U.S. live cattle futures settled higher on Tuesday as fund buying and short-covering lifted the market to its highest level in six months, said analysts and traders.

Chicago Mercantile Exchange (CME) October live cattle received an added boost from an adjustment to losses during Monday’s Goldman Roll, said traders.

Monday was the first of five days for the CME live cattle and hogs Goldman roll. The process involves funds that follow the Standard + Poor’s Goldman Sachs Commodity Index rolling some of their October long positions into deferred months.

On Tuesday, CME October live cattle closed up 1.35 cents to 127.1 cents and marked a fresh contract high of 127.475 cents. October also broke through the 200-day moving average of 126.52 cents, triggering fund buying (all figures US$).

December ended up 0.775 cents to 129.975 cents, touching off buy stops after breaking through chart resistance at 129.5 cents.

"December buying erupted after we went through 129.5 resistance like a hot knife through butter," said Oak Investment Group president Joe Ocrant.

Investors waited for cash cattle to change hands at prices steady with last week, underpinned by tight cattle supplies while unprofitable beef packer margins weigh.

No cash bids or asking prices were reported. Last week, cash cattle moved at mostly $124 to $125 per cwt, said feedlot sources.

HedgersEdge.com estimated the average beef packer margin for Tuesday at negative $18.50 per head, compared with positive $12 on Sept. 4.

CME feeder cattle closed weaker amid caution, along with the corn market, before USDA’s crop report on Wednesday.

Feeder cattle futures typically trade opposite the move in corn prices because of feed cost implications for cattle feeding operators.

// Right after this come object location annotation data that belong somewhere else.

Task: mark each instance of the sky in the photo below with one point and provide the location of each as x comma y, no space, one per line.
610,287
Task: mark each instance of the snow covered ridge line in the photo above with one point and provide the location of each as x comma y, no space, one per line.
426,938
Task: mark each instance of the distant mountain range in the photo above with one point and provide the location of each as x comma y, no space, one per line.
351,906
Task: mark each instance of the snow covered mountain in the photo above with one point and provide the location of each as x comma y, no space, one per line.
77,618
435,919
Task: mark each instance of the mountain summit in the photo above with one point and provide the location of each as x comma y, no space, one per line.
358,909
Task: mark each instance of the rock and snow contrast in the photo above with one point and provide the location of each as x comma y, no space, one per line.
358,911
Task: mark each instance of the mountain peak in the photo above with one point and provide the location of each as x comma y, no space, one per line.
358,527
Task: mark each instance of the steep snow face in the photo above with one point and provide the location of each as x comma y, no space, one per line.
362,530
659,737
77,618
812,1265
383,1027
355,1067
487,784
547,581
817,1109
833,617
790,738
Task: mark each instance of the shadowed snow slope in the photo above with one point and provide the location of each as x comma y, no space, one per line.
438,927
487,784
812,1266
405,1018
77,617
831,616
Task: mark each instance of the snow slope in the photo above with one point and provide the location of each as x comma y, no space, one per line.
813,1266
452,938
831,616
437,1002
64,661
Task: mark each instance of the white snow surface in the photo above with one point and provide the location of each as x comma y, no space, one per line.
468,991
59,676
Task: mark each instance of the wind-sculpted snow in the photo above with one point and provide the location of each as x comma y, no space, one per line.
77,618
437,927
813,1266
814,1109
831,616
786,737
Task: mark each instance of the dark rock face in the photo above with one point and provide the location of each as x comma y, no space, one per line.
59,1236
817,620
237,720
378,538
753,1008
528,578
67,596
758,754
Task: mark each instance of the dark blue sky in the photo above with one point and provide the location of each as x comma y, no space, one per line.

September ended 0.3 cent lower, at 144.65 cents. October closed down 0.225 cent to 146.35 cents.

Most hogs wilt

Aside from October CME hogs, other contracts finished lower on profit taking after futures’ short-covering bounce on Monday, said traders and analysts.

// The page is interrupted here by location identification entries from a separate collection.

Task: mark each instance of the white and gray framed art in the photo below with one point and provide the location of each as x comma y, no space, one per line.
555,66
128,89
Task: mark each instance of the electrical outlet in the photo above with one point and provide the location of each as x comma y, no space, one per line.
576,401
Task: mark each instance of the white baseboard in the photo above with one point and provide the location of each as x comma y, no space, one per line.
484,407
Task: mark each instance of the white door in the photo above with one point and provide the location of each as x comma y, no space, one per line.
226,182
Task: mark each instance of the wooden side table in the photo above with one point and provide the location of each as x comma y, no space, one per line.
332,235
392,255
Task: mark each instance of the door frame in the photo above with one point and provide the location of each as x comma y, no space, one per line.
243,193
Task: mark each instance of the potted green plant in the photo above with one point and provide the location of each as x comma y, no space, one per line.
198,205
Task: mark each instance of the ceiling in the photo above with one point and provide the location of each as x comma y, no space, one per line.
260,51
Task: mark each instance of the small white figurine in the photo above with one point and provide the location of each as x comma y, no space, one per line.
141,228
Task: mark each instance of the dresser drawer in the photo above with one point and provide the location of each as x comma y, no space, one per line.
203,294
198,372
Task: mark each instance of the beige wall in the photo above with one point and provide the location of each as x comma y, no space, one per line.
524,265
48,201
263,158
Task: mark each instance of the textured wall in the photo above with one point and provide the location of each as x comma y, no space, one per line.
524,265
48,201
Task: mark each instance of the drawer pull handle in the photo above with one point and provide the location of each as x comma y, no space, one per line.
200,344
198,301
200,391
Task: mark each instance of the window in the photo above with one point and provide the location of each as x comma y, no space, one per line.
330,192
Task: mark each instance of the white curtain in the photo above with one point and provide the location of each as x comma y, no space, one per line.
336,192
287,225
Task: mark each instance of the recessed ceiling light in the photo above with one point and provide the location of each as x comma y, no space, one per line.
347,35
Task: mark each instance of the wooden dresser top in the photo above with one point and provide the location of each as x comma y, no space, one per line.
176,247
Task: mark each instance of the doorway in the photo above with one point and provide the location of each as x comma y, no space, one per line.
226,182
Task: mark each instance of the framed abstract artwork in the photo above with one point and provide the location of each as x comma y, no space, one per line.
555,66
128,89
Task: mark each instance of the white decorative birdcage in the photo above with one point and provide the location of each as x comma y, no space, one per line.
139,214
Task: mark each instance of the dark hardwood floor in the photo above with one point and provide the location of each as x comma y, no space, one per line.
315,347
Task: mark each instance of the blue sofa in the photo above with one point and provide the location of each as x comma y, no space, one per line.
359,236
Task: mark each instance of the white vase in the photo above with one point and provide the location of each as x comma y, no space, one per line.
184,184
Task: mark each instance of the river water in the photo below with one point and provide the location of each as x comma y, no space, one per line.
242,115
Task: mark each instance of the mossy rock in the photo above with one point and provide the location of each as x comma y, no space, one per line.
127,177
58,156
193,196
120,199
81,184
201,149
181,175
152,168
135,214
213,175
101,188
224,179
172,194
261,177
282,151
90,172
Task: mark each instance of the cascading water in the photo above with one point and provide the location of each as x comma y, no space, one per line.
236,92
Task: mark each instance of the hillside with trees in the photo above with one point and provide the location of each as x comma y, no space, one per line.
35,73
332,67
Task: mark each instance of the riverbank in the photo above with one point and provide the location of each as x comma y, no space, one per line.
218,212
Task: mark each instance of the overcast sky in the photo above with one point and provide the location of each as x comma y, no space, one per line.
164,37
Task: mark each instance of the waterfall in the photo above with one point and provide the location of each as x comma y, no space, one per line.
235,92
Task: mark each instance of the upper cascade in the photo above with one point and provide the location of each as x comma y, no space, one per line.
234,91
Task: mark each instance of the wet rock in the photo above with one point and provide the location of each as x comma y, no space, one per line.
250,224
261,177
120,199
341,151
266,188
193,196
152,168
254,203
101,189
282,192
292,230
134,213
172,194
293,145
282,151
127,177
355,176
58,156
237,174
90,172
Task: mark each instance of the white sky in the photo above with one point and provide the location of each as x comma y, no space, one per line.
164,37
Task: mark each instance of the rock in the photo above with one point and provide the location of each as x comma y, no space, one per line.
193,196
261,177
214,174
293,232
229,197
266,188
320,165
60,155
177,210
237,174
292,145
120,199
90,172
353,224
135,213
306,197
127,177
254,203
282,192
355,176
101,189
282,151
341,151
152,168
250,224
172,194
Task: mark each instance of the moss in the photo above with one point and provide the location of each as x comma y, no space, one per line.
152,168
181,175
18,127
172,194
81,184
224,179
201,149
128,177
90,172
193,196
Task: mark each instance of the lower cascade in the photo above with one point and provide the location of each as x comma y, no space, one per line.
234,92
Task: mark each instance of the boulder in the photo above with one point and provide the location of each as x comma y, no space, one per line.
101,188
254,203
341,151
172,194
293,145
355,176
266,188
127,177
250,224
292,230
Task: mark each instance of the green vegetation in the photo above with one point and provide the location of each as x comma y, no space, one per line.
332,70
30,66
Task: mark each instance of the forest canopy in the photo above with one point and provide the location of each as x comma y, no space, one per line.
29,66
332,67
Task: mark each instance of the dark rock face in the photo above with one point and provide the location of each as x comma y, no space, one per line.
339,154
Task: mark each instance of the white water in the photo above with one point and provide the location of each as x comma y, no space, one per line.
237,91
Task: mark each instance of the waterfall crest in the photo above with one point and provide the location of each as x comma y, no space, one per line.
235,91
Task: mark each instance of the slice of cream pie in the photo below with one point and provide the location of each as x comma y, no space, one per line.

Spreaders also sold deferred contracts and bought October with the view hog farmers may not cut their herds as aggressively if corn prices continue to decline.

October lean hogs closed up 0.15 cent at 72.725 cents. December ended down 0.15 cent to 71.425 cents and February closed at 77.275 cents, 0.8 cent lower.

Still, continued heavy hog supplies limited October advances and pressured the average hog price in the most-watched Iowa/Minnesota market for an 11th straight day to $64.86, down six cents from Monday.

Producers hurried hogs to market after the worst drought in more than half a century catapulted feed costs to all-time highs.

And more hogs are arriving at packing plants as cooler weather create less stress to animals, quickening their growth rate.

The government pegged Tuesday’s slaughter at 437,000 head. It was 10,000 more than for the same period a year ago and the biggest daily slaughter since an estimated 439,800 on Jan. 6, 2009, according to USDA and analysts.

— Theopolis Waters writes for Reuters from Chicago.